Music

I’m an ‘outside in’ musician. Before I ever played, I fell in love with music. I soaked it up. I had freed music from it’s external abode so it could come out of me.

I love all sorts of music. One of my favorite past times is sitting at the computer, doing work (or playing around,) and having my musical library on random. Hard to soft, classical to eclectic, jazz to metal. It is all vital. It is all good.

There isn’t a musical genre I dislike. Sure, I have favorites. There are categories which are sparse, or even non-existent. But I have yet to hear a genre which repelled my sensibilities categorically. I understand there is music designed to do just that, but I often love it for that very reason.

I relate to the world in musical terms. There are chords, chord changes, varying rhythms and textures. Some of it is intense and in your face. Other parts are barely discernible, and go by unnoticed. With life you can’t just back it up and hear it again. You snooze you lose. If you don’t appreciate life as it happens, you can’t go back. The music keeps moving.

Some life is dissonant. Minor chords abound. Simplicity is often best, and most beautiful.
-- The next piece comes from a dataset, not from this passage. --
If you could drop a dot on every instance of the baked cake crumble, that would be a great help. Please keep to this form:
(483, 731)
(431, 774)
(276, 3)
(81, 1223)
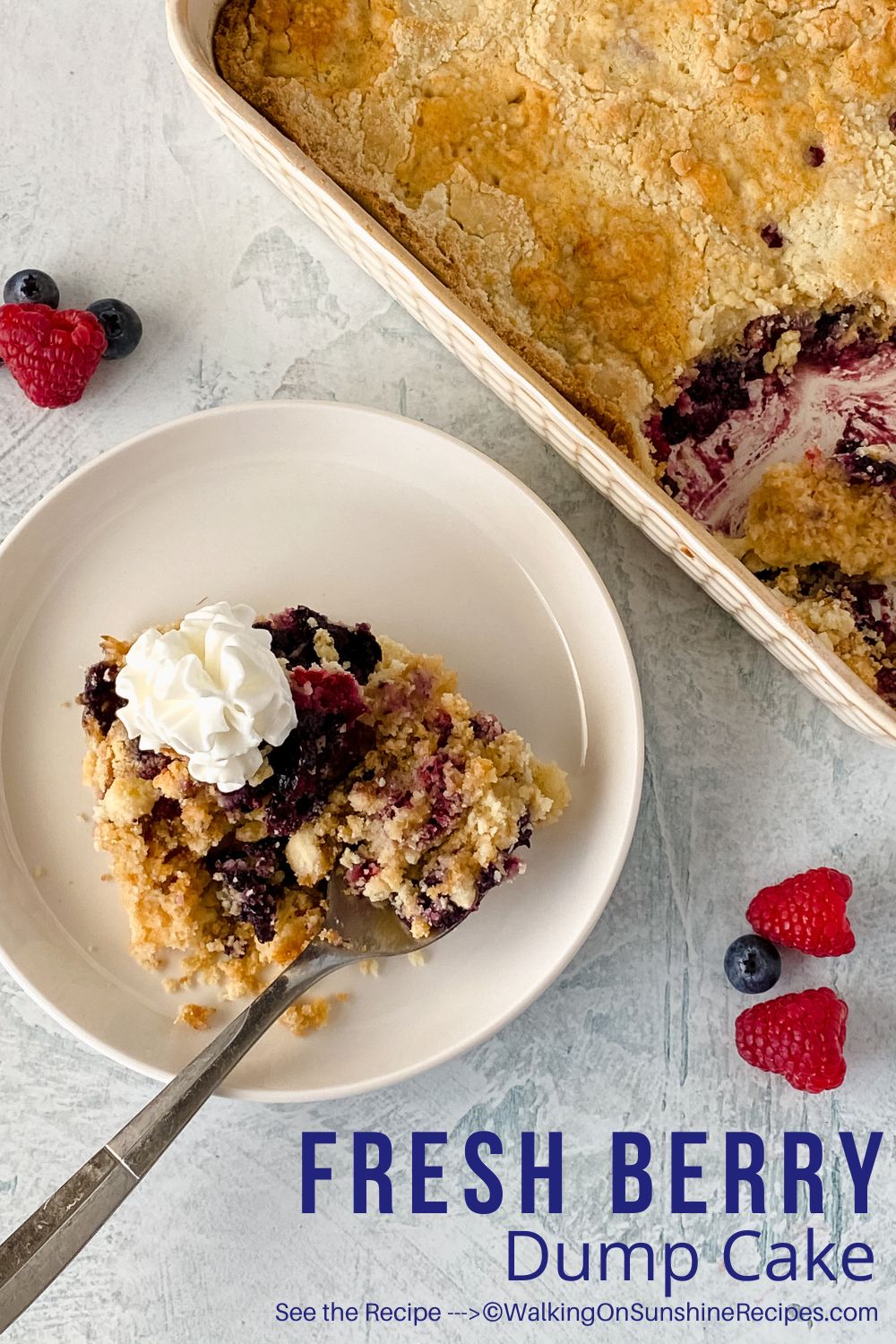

But it is really about the truth of music. It can’t be nailed down. You can’t ‘freeze frame’ music. Music is motion. Life is motion.

The best parts of life are appreciated by few people. Popular life is BS. Many people will claim to enjoy things, but few people understand the things they claim to enjoy. Truth, though hidden right in the fabric, can often deceive.

Here’s my secret admission: I enjoy having access to multiple audio sources. In the privacy of my own little office, I will start 6 pieces of music simultaneously. I then limit the scope of music to a single elongated song, in some cases, or set timers in others. The random music from the computer would be the constant, and one final musical piece will prevail as the soul source – – after about a half hour. 6 becomes 5, then 4, 3, 2… those two would mix for a while until the lone musical number will play out in what suddenly seems an immensely structured form, regardless of genre.

Music needs to breathe. I find ‘stuffing up music’s congestive cracks’ to be an enjoyable mental exercise, and one that no two people would hear the same way. As it finally pairs down to a single piece, music is once again allowed to breathe. Like the allergies which give us headaches from our inability to breathe, the lone piece becomes a breath of fresh air.